Whether you are a construction worker, an athlete or simply a Pennsylvania driver who becomes the victim of a traffic accident, a traumatic brain injury can radically change your life. These injuries happen when you receive a blow to your head that causes it to violently jerk forward and backward. As your head moves abruptly, so does your brain, rattling around inside your skull and injuring its cells and tissues. 
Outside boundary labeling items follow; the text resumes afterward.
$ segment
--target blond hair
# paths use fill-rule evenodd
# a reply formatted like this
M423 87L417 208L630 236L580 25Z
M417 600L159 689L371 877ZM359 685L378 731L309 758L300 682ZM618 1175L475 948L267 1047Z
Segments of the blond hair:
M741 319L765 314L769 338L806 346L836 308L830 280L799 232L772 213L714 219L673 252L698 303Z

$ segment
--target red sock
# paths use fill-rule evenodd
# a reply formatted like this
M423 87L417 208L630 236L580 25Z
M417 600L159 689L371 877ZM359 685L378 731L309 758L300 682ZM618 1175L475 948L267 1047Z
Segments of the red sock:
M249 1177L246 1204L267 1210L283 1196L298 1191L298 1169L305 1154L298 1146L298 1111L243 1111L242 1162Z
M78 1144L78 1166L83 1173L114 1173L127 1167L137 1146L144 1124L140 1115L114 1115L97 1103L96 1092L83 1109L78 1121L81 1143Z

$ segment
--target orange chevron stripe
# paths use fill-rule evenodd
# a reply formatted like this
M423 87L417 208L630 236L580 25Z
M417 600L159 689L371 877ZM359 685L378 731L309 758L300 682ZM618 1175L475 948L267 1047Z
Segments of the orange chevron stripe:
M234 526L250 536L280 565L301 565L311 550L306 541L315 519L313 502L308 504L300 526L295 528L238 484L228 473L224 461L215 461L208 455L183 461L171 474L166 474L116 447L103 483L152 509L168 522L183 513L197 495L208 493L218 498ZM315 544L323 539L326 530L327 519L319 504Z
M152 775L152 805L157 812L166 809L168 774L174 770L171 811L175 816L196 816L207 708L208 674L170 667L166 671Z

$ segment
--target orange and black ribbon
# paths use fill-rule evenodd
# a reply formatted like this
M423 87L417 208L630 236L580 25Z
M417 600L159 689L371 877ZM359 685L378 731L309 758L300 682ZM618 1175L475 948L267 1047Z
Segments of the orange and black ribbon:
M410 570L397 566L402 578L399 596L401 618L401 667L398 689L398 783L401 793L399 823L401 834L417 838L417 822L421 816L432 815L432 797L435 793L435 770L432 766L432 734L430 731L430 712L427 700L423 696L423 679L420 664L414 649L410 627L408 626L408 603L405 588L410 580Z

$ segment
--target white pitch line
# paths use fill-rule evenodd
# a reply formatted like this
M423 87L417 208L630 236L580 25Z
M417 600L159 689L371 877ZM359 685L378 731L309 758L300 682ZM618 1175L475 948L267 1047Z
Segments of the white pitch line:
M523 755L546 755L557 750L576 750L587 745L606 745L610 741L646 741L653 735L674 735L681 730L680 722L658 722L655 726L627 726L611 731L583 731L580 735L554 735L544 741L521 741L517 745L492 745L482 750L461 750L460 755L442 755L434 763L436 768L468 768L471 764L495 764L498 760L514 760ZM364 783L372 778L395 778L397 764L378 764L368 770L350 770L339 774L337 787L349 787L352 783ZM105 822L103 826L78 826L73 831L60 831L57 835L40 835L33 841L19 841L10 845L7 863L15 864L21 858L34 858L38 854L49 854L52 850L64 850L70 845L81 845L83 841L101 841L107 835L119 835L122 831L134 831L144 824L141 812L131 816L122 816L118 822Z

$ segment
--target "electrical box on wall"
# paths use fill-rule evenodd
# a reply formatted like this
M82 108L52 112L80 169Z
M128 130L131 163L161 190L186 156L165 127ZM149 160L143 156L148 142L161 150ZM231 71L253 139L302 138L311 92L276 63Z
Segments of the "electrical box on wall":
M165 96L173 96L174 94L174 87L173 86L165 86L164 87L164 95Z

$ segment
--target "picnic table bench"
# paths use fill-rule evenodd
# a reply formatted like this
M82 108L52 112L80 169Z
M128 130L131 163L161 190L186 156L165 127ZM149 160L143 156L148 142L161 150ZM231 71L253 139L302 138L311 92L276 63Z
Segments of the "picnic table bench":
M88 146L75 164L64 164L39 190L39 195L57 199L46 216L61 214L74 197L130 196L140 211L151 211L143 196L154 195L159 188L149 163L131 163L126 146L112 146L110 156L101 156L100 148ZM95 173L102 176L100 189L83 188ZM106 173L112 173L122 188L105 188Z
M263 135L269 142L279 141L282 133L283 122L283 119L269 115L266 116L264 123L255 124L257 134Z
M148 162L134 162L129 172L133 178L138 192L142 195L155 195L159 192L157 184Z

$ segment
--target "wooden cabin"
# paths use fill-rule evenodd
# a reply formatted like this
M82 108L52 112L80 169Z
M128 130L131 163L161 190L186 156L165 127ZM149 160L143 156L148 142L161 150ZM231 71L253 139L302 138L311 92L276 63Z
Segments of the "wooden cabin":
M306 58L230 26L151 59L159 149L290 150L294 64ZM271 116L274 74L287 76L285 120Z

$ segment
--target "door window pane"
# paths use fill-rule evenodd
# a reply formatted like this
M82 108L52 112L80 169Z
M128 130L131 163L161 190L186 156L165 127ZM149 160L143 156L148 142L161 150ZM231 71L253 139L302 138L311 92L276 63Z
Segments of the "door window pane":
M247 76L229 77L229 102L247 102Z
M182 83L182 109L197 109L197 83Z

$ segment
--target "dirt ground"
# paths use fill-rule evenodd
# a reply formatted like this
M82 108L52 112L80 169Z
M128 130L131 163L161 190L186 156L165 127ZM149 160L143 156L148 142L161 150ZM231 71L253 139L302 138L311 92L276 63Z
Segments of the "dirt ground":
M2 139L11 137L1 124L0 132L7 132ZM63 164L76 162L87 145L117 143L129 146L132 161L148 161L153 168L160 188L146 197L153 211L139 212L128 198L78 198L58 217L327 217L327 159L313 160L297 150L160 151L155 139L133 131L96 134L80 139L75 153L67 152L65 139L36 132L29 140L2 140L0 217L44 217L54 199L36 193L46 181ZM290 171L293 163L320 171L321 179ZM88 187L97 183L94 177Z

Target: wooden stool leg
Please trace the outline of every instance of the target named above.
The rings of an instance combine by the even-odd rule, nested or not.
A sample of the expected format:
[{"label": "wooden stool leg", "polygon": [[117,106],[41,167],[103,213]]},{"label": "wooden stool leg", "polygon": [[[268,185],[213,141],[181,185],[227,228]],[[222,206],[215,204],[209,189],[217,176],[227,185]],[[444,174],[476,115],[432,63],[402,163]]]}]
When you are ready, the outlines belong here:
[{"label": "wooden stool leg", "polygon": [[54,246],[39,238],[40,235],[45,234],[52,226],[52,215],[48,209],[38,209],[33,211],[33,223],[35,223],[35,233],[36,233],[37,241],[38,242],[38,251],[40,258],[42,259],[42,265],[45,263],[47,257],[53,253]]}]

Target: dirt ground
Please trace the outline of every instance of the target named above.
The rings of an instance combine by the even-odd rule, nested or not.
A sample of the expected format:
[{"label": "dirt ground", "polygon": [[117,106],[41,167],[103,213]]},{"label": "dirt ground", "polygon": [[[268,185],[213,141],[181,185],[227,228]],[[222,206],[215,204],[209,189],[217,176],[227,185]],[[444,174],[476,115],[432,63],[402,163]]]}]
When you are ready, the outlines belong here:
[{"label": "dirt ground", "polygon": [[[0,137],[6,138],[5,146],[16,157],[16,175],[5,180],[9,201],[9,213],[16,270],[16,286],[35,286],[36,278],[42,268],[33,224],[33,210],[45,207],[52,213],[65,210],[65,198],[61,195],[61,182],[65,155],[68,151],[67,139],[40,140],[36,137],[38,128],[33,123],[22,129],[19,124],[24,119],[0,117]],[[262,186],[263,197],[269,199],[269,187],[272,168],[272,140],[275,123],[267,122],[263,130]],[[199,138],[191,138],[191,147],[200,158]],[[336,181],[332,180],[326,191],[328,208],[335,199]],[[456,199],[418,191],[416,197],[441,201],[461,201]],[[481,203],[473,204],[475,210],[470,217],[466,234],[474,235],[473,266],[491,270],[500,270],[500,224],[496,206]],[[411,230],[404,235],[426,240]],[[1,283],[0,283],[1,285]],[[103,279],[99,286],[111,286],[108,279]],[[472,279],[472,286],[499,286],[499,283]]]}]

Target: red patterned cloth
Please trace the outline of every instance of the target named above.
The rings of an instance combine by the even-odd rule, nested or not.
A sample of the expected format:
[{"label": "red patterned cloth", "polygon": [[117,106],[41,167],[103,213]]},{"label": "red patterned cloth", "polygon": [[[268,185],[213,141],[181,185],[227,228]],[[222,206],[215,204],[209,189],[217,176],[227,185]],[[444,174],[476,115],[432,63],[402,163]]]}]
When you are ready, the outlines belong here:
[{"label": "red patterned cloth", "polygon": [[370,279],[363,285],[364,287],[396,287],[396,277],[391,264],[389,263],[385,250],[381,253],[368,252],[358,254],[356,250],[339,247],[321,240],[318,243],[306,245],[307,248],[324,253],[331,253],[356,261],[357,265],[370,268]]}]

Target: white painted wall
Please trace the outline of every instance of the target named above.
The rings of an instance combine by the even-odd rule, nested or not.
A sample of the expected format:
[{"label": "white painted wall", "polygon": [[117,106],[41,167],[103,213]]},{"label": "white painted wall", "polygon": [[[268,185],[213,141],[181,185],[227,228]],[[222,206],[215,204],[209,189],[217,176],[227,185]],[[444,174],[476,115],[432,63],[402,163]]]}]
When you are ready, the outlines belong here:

Your brain is Grand Central Station for all the messages that go back and forth to the rest of your body, allowing you to think, perceive the world around you, and move through and around in it. Consequently, depending on the severity of your TBI, the results could be any of the following: 

  • Partial or total loss of vision 
  • Partial or total loss of hearing 
  • Partial or total paralysis 
  • Partial or total loss of speech 
  • Partial or total loss of memory 
  • Highly negative personality changes 

In other words, a TBI could render you partially or completely disabled and unable to work at exactly the same time as when your medical bills spiral out of control. 

Financial costs 

Your medical costs can easily exceed $1 million during the first six months following a severe TBI. But this represents only the beginning of what could become lifetime costs. If you receive a severe TBI while still young, say, in your twenties, you can expect ongoing medical costs of $500,000 annually. This, in turn, amounts to somewhere between $15-$20 million over your remaining lifetime. Few if any insurance policies cover such catastrophic medical, rehabilitation and in-home care costs. 

Family costs 

Should your TBI make it impossible for you to get or maintain employment, you will not even have sufficient income on which to live. In addition, you could require daily in-home care. In such a situation, one of your family members likely will have to quit his or her job so (s)he can provide you with the care you need. Therefore (s)he, too, will have no income with which to help alleviate your dire financial circumstances. Nor will this person likely be able to afford health care coverage for him or herself. 

Unfortunately, virtually no health care discussions consider these family costs when addressing what insurance benefits TBI victims need and deserve. Statistics, however, estimate the annual nationwide family costs of a TBI at $375 billion.